Ao contrário do que ele afirma, as prisões preventivas não parecem ser exceção, ao menos no caso de presos ilustres, como José Dirceu (634 dias), Antonio Palocci (214 dias), Sérgio Cabral (162) e Gim Argello (381 dias). Argello é um caso interessante. Eu soube de sua prisão assim que aterrissei em Brasília no fim de 2015 para uma série de entrevistas de pesquisa. São aquelas notícias de antes das 10h que definem nossos dias de trabalho. Imediatamente pensei: as pessoas não têm noção de quem é esse sujeito. Trata-se de um ex-senador pelo PTB que tinha esquema no Ministério da Cultura e, mesmo assim, quase foi indicado em 2014 para ministro do Tribunal de Contas da União.

Após forte repercussão negativa entre os funcionários do órgão, Dilma Rousseff desistiu da nomeação. Não está claro sobre quem Argello poderia falar para se safar. Seu caso pode servir para ilustrar um dos principais argumentos de Gilmar Mendes para deixar Eike responder às acusações em liberdade: os implicados em atos corruptos já não se encontram no poder. Argello e Eike, para ficar nesses dois exemplos, não têm laços com os comandantes do PMDB no nível federal. Não teriam, portanto, como obstruir a justiça.

Quando não pediu a prisão preventiva de Lula, Sérgio Moro agiu, como já indiquei, com atitude “contramajoritária” – contra a vontade popular. Ver Eike, comparsa de Sérgio Cabral, atrás das grades é um alivio para muita gente.
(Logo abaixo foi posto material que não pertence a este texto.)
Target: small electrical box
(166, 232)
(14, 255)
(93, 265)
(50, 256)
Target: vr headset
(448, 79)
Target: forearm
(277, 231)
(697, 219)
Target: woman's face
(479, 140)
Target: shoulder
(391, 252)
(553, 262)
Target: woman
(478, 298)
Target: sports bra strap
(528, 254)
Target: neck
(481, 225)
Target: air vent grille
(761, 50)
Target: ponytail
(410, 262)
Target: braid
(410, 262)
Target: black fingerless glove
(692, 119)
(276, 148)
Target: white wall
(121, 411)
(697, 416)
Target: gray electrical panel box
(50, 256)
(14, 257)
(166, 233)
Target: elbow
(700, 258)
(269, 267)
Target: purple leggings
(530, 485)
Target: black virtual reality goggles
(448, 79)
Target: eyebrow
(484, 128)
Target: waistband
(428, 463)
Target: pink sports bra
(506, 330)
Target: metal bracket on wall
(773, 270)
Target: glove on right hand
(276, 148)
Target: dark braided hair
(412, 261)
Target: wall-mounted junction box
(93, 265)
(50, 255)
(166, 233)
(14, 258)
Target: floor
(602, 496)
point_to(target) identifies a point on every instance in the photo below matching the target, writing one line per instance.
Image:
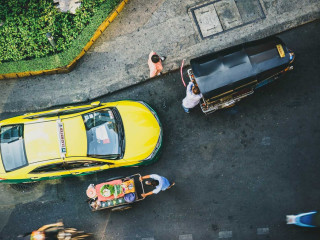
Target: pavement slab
(118, 59)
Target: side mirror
(96, 104)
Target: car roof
(42, 140)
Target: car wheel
(114, 178)
(121, 208)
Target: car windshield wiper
(14, 140)
(108, 156)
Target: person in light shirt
(192, 98)
(155, 64)
(159, 182)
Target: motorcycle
(309, 219)
(56, 231)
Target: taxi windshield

Como Malu Gaspar mostra em sua biografia do “empresário”, Eike desrespeitou os acionistas minoritários de suas empreitadas e dilacerou, com suas estratégias e tweets risíveis, os investimentos de muitas outras pessoas. Mas isso não é motivo suficiente para deixá-lo na cadeia enquanto responde às acusações. Seus comparsas estão fora do poder e na cadeia.
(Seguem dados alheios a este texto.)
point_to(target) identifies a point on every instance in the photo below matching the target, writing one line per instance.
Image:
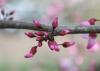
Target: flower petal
(37, 24)
(30, 34)
(68, 44)
(91, 42)
(51, 45)
(32, 52)
(55, 23)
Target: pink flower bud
(39, 44)
(32, 52)
(92, 21)
(37, 24)
(68, 44)
(12, 12)
(64, 32)
(53, 45)
(2, 11)
(39, 33)
(91, 40)
(46, 34)
(55, 23)
(39, 38)
(30, 34)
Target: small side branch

Assim, o STF acerta a mão sem necessariamente implicar perdas reais para a Operação Lava-Jato. Soltar Eike em 2017 é muito diferente de soltar Marcelo Odebrecht em 2015. Não se pode afirmar que o STF hoje tomaria essa atitude. Não é uma decisão doutrinária e, assim, o Judiciário continuará no delicado pêndulo entre a vontade da maioria e as permissões da lei.